To prevent drug resistance, it is important first to avoid infections. Avoidance of infections would reduce the rate of antibiotic use hence lessen the possibility of resistance development during treatment (Knetsch, Menno, and Leo 354). Infections can be prevented by employing disease control measures including proper preparation of food, immunization, hand washing, and administering antibiotics as prescribed. Also, antibiotic resistance can be avoided by tracking. Tracking involves collecting data about the antibiotic resistant disease and the causation. Such information would be vital in identifying prevention measures that can be put in place to curb the infections (Levy 97). Another control measure is the proper prescription for antibiotics. The use of antibiotics in animals and humans is largely unnecessary and inappropriate hence making it unsafe. However, if drugs are administered appropriately and when necessary, infections would substantially reduce. Moreover, antibiotic resistance is more of a natural process that involves the evolution of bacteria hence it is logical that it can only be slowed down rather than stopped (Levy 124). The need for containment of antibiotic resistance requires the introduction of new varieties of antibiotics to keep up with the resistant bacteria and new diagnostic tests to establish the developing resistance.

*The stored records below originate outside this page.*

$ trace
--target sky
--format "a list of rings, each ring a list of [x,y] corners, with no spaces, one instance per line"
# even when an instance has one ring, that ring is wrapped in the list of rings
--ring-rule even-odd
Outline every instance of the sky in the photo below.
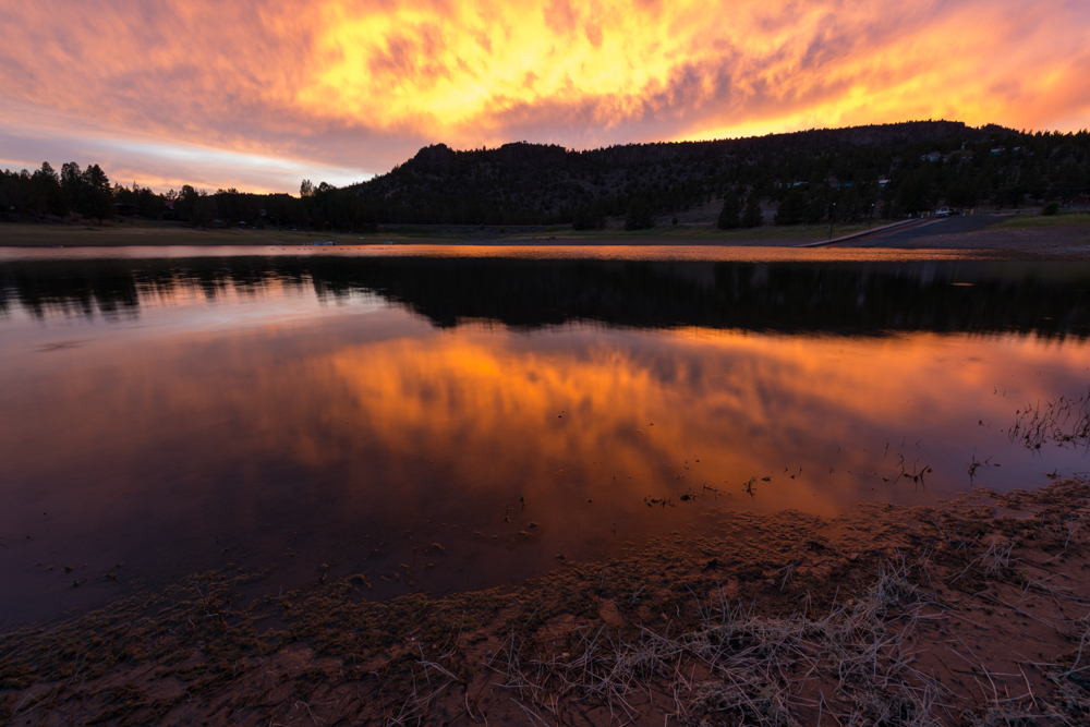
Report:
[[[0,0],[0,168],[296,192],[428,144],[1090,128],[1086,0]]]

Antibiotic resistance has adversely affected the society. It is because of this disaster that treatable illnesses like tuberculosis and pneumonia have become incurable (Levy, 75). The devastation has resulted in increased number of diseases and deaths, higher cost, and length of treatment and side effects of using many and powerful antibiotics. Such diseases have also exposed the families of the affected persons to both economic and emotional pressure. Moreover, it has increased government expenditure in many countries as most states use a lot of taxpayers money in curbing infections like tuberculosis.
Microbial resistance has increased the complexity of medical administration and diagnosis as curable diseases have become incurable posing a significant burden on the current society. This is enough evidence that microbial resistance is a major health hazard and should be controlled at all cost.
Koluman, Ahmet, and Abdullah Dikici. "Antimicrobial resistance of emerging foodborne pathogens: status quo and global trends." Critical reviews in microbiology 39.1 (2013): 57-69.
Knetsch, Menno LW, and Leo H. Koole. "New strategies in the development of antimicrobial coatings: the example of increasing usage of silver and silver nanoparticles." Polymers 3.1 (2011): 340-366.
Levy, Stuart B. The antibiotic paradox: how miracle drugs are destroying the miracle. Springer, 2013.